The study protocol was approved by the review board for research involving human subjects at the University of Western Ontario. Ten healthy volunteers were recruited, five men and five women, aged 22–37 yr (mean age, 26 ± 5 yr). After informed consent was obtained, each subject received two test infusions, given in random order spaced at least 2 weeks apart, of hPTH-(1–34) at a dose of 8 pmol/kg·h (equivalent to 0.5 IU/kg·h) or hPTH-(1–31) at a dose of 8 pmol/kg·h. Each infusion was given over 8 h between 1000–1800 h via a peripheral vein, using a Pharmacia IVAC infusion pump (Pharmacia Biotech, Piscataway, NJ). Venous samples were obtained from the contralateral arm into heparinized tubes 15 min before and 0, 1, 2, 4, 6, 8, and 24 h after the start of the infusion. Plasma was separated and frozen at -70 C within 30 min. At 0, 4, and 8 h, blood samples were taken into serum separation tubes, kept on ice, separated, and analyzed for ionized calcium within 1 h. On each test day, six urine collections were made at -2 to 0, 0–1, 1–2, 2–4, 4–6, and 6–8 h and aliquoted before storage at -20 C for analysis as described below.

Methods

Synthetic hPTH-(1–34) was a gift from Rhone Poulenc Rorer Pharmaceutical (Horsham, PA), and synthetic hPTH-(1–31) was synthesized by Sheldon Biotechnology Center, McGill University (Montreal, Canada).

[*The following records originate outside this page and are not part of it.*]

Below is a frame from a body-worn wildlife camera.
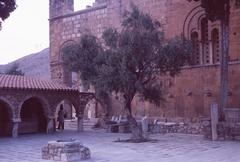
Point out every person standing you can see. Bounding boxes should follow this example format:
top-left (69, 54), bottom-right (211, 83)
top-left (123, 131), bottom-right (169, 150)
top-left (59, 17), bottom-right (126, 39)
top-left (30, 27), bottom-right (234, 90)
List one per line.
top-left (58, 105), bottom-right (65, 131)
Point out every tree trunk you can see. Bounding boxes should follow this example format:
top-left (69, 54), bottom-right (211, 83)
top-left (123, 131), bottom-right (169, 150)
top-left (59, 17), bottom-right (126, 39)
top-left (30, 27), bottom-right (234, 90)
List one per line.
top-left (125, 100), bottom-right (144, 141)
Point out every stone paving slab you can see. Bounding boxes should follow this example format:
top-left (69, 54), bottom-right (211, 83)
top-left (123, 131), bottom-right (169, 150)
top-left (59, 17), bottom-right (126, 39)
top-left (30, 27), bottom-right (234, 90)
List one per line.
top-left (0, 131), bottom-right (240, 162)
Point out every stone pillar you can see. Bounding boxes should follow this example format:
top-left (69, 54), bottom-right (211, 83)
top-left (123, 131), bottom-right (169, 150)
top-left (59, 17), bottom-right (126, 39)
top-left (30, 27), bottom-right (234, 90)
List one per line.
top-left (12, 118), bottom-right (21, 138)
top-left (77, 115), bottom-right (83, 132)
top-left (211, 103), bottom-right (218, 141)
top-left (46, 117), bottom-right (56, 134)
top-left (142, 116), bottom-right (148, 138)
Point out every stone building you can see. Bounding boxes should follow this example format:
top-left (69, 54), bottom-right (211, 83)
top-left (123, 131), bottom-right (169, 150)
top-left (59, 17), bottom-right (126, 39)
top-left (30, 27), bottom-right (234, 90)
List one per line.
top-left (50, 0), bottom-right (240, 119)
top-left (0, 74), bottom-right (93, 137)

The preparation of hPTH-(1–31) was synthesized according to good manufacturing practices and purified to a single peak by high pressure liquid chromatography, and its sequence was confirmed by amino acid analysis. The in vitro potency of each peptide was confirmed and compared by parallel assays of each in two biological assays: 1) an adenylate cyclase assay system in both UMR 106 osteoblasts and OK/E kidney cells (28), and 2) a determination of inhibition of sodium-dependent phosphate transport in OK/E cells (29). The activities of the two peptides were identical in the two assay systems.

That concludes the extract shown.